第14章:聽證0;11;
《我成為了放逐主角的英雄》 · 김선인장 · 3049 字
「……工作辛苦嗎?」
週一早晨,經過輕鬆的週末,我許久未見的喬治出現在辦公室。我挑起眉毛,虛弱地揮了揮手,提不起精神說話。
螞穴事件的餘波仍在,使我身體各處都隱隱作痛。喬治看着我垂頭喪氣的樣子,輕笑出聲。
「我原本還以爲你會老實一陣子,現在卻又獨自跑出去把手臂弄斷了。萬一今天要出發遠征,你該怎麼辦?」
喬治瞪着我,我重重地嘆了口氣,虛弱地回答:
「我們今天又不是要去對付災難,一隻斷手算不了什麼。我們什麼時候打架不受傷過?」
當然,斷手並不是在與阿拉吉德戰鬥時唯一的傷勢。彷彿突然獲得了自愈能力,許多傷口在夜間已經癒合。
斷腿、斷肋骨、深切和刺傷。唯一殘留的傷勢是右手,也就是揮舞聖劍的手。我從未聽說過喚醒聖劍會有這種後遺症。

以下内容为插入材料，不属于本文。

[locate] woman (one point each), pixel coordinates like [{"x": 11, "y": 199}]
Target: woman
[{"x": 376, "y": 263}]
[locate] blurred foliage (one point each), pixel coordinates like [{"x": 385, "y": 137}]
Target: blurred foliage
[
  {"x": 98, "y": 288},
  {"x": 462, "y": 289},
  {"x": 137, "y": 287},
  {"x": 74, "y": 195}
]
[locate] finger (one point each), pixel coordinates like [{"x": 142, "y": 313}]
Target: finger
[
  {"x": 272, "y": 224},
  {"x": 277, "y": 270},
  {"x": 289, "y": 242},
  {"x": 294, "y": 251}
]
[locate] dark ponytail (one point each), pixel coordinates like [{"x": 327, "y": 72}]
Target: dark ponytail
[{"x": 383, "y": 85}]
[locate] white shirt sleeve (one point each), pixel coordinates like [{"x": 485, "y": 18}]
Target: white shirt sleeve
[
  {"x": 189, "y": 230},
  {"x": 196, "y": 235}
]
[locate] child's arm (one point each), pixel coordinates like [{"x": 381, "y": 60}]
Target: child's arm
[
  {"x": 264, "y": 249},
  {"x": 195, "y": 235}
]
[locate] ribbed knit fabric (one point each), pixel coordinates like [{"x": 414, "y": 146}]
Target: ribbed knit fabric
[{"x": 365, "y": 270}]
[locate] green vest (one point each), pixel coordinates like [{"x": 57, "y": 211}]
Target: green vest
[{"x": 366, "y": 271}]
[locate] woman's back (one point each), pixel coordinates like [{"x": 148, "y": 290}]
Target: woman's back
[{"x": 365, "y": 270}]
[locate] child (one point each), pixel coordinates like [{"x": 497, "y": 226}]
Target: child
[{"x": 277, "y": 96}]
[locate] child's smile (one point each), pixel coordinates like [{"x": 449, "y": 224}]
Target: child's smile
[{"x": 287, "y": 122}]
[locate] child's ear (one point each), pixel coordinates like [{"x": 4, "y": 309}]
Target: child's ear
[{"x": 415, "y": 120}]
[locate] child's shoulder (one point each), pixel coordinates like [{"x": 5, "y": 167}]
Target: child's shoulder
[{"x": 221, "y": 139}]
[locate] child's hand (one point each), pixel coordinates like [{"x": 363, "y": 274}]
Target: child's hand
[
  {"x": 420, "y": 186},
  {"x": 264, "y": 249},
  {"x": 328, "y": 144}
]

「那時候,只要沒有割斷喉嚨,你就能逃過任何傷害。那是艾瑞絲還在隊伍的時候。」
「該死,爲什麼要用邏輯說服我。」
我尷尬地咳嗽了一聲。
想起來,我第一次醒來時正坐在這張桌子前。喬治站在我旁邊,艾瑞絲就在我面前。我不知道是什麼惹惱了她,但她威脅要離開隊伍,金色的頭髮在淺藍色牆壁上閃耀。
那只是轉瞬即逝的一瞥,但畫面卻異常清晰。
確實,憑藉她的能力,隨手就能治癒斷臂、斷腿,甚至是腸子外露的傷勢,但現在思考這些已經毫無意義。我輕哼一聲,撫摸着纏着繃帶的右臂。
「你後悔把阿爾詹趕走,讓艾瑞絲離開嗎?」
喬治研究着我的臉龐發問。這不是我的錯,但我不願意說出「後悔」這個詞。這讓我想起了原本埃爾羅伊的遺憾。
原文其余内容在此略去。